Ipoh is really a pleasant “city”. The fact that I put the word city in quotation is because I do not really believe Ipoh is a city. It’s really like a big town to me. And what a big town this is! Although it is a rather quiet town and can become quite boring after about one week there, it is really a great place to live once you get past that boredom and found your routine.

For one, the food there is quite good. Next, the traffic is smooth and everything is so near each other. Third, the scenery can be quite nice, and the air quite fresh. And of course, for me, it’s where I grew up and naturally, I had lots of great memories everywhere I go.

Food: I can roughly prepare an itenerary of where to eat when you are in Ipoh. Map to follow once I have them scanned.

Breakfast: you can have dim sum at a few places that is really quite nice. I usually have dim sum at Yoke Fook Mun in Greentown. A lot of people also visit Foh Sun in the town centre but that place can be quite packed.

Lunch: the usual place to go is to old town to have the famous chicken hor fun (kuay teow). The hor fun is very smooth and the broth is simply superb. Besides the chicken hor fun, the kangkung sotong, chee cheong fun, custard and fresh orange juice is also superb.

Tea time: surely the Ipoh white coffee located at old town! This place is not very far away from the hor fun place just now (I will get a map up). The name of the place is Sun Lin Long, a corner shop just at the junction where the 15 storey flat is. You must try the white coffee and the toast. The toasts is so good, so crispy, it almosts melts when you put them in your mouth.

Dinner: surely the Ipoh taugeh chicken. The famous one is Uncle Wong, a corner shop. This place is near the town centre, very nearby the Ipoh police station. The chicken is smooth, the taugeh just superb. You usually eat with hor fun, which again is also very smooth and tasty.

Supper: choice of Woolley located in Ipoh Garden (you can also have dinner there. The curry mee and crab is very good) or if you like “luk-luk” you can eat in the stall in Ipoh Garden as well. The gravy for the luk-luk is superb. I remember going there all the time with friends after giving tuition classes.

That’s about it for a one day eating trip. Oh ya, opposite of Woolley, you will see this one shop selling ice-cream. The name of the shop is Sidewalk. It has been there since my secondary school times and I remember having so much fun there. Meeting girls and dating there. I remember those time, when we were not very rich, the order for a whole watermelon complete with an assortment of ice-cream inside, is a luxury!

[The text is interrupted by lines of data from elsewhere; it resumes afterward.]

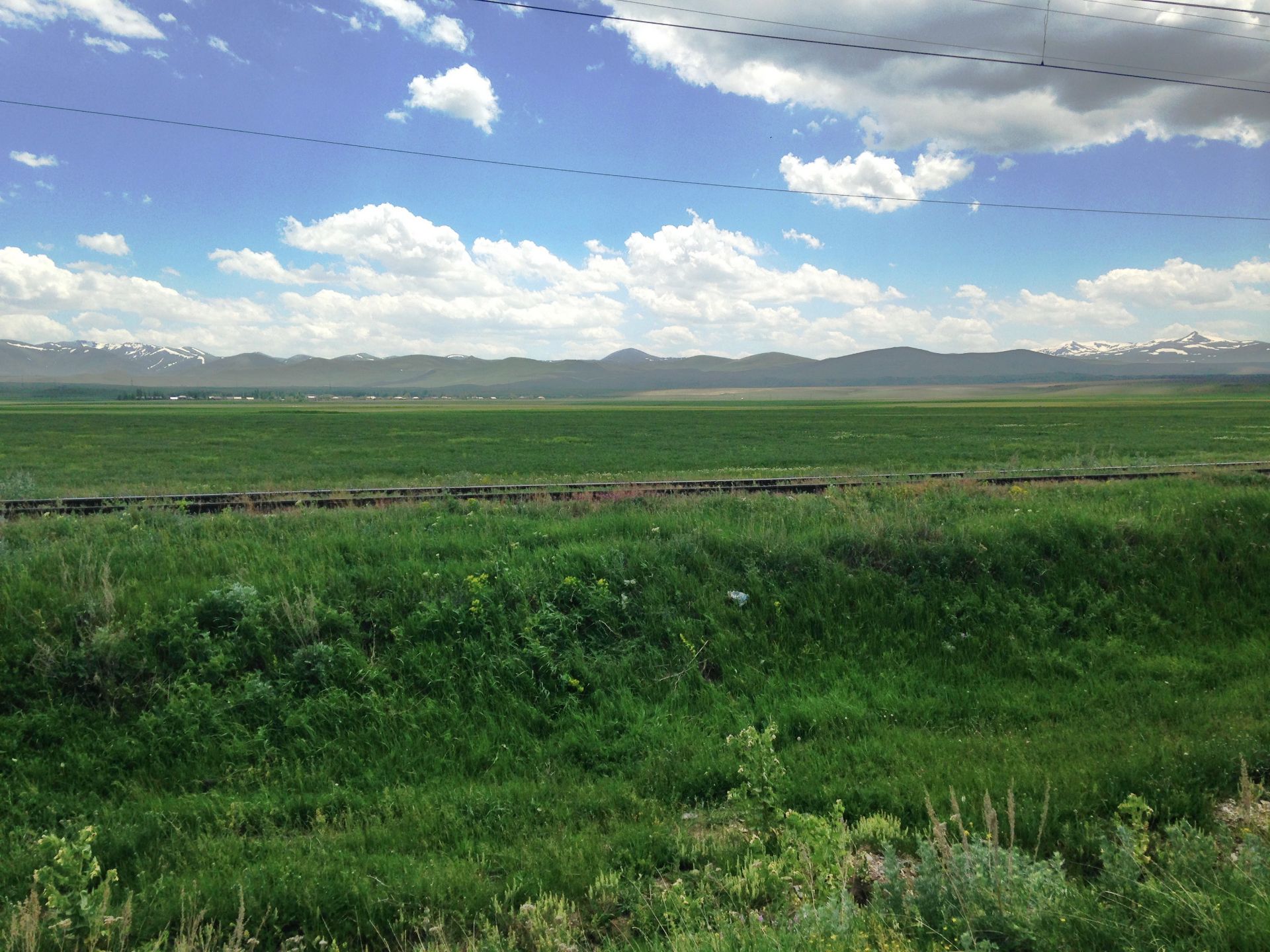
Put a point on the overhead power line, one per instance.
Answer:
(843, 45)
(977, 48)
(1136, 23)
(995, 3)
(626, 177)
(1205, 7)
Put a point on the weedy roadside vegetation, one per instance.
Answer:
(489, 727)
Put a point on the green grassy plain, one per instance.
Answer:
(121, 448)
(505, 727)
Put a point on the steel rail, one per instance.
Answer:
(276, 500)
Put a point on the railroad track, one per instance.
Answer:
(276, 500)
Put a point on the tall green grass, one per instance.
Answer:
(370, 720)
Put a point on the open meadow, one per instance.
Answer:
(506, 727)
(55, 450)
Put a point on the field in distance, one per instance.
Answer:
(59, 450)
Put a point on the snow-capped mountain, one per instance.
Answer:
(77, 358)
(1191, 348)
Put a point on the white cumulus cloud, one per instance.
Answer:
(106, 244)
(904, 100)
(854, 180)
(113, 17)
(32, 328)
(431, 28)
(34, 161)
(461, 92)
(114, 46)
(224, 48)
(810, 240)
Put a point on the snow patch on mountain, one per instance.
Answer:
(1191, 348)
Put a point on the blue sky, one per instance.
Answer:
(120, 230)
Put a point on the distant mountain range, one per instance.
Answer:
(83, 362)
(1194, 348)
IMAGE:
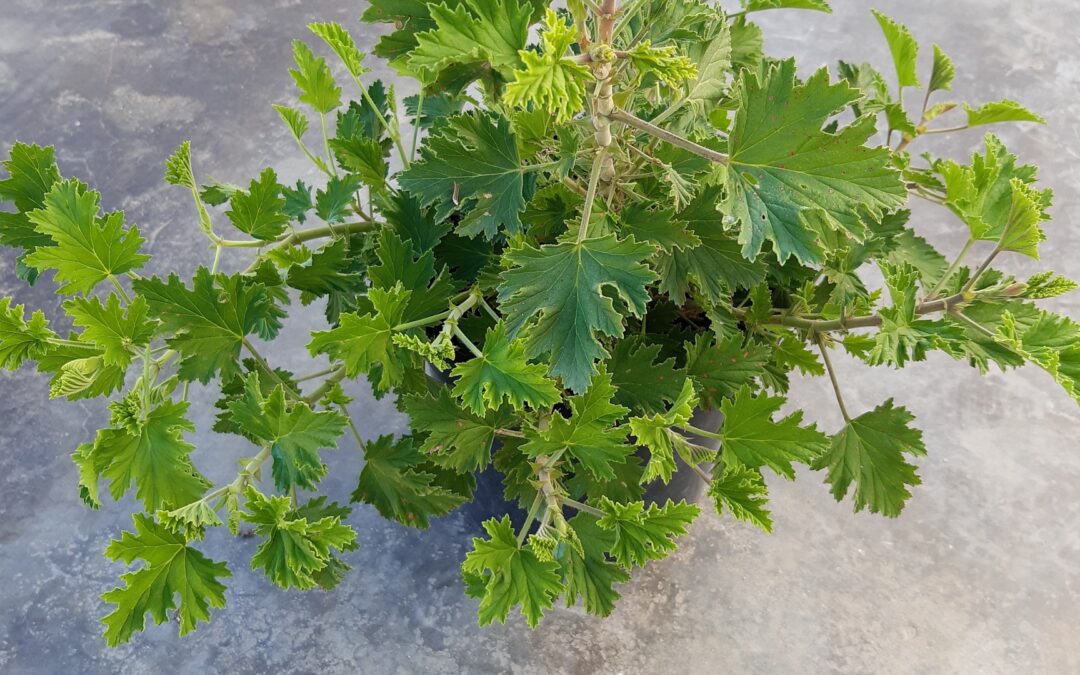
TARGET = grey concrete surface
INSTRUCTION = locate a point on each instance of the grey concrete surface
(981, 575)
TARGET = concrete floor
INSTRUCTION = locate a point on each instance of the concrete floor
(982, 574)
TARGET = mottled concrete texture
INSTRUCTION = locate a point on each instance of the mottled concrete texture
(982, 574)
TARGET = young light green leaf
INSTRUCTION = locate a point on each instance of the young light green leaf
(314, 80)
(564, 284)
(22, 340)
(508, 576)
(643, 535)
(869, 451)
(297, 552)
(502, 373)
(551, 80)
(589, 572)
(117, 333)
(339, 40)
(903, 46)
(1000, 111)
(752, 439)
(757, 5)
(260, 211)
(148, 447)
(665, 63)
(31, 174)
(743, 493)
(941, 76)
(85, 248)
(471, 160)
(294, 432)
(788, 178)
(477, 39)
(395, 483)
(172, 568)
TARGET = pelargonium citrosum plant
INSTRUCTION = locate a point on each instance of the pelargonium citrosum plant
(596, 220)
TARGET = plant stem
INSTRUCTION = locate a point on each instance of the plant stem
(701, 432)
(326, 143)
(929, 307)
(982, 268)
(952, 269)
(582, 507)
(945, 131)
(316, 374)
(832, 377)
(416, 124)
(528, 518)
(675, 139)
(594, 180)
(469, 343)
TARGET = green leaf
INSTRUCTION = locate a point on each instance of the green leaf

As Hemmingway wrote about Paris, in A Moveable Feast, where he spent some time, “But this is how Paris was in the early days when we were very poor and very happy”. Whenever I go back to Ipoh and think of all these olden days memories, I will think of this Hemmingway phrase and my heart will feel warmer, and the world is a better place.

Before I leave for today and attend the quarterly Management Committee meeting which can be a really gruelsome event for me, let me quote you this beautiful passage from A Moveable Feast:

“With so many trees in the city, you could see the spring coming each day until a night of warm wind would bring it suddenly in one morning. Sometimes the heavy cold rains would beat it back so that it would seem that it would never come and that you were losing a season out of your life. This was the only truly sad time in Paris because it was unnatural. You expected to be sad in the fall. Part of you died each year when the leaves fell from the tress and their branches were bare against the wind and the cold, wintry light. But you knew there would always be the spring, as you knew the river would flow again after it was frozen. When the cold rains kept on and killed the spring, it was as though a young person had died for no reason.

In those days, though, the spring always came finally but it was frightening that it had nearly failed.”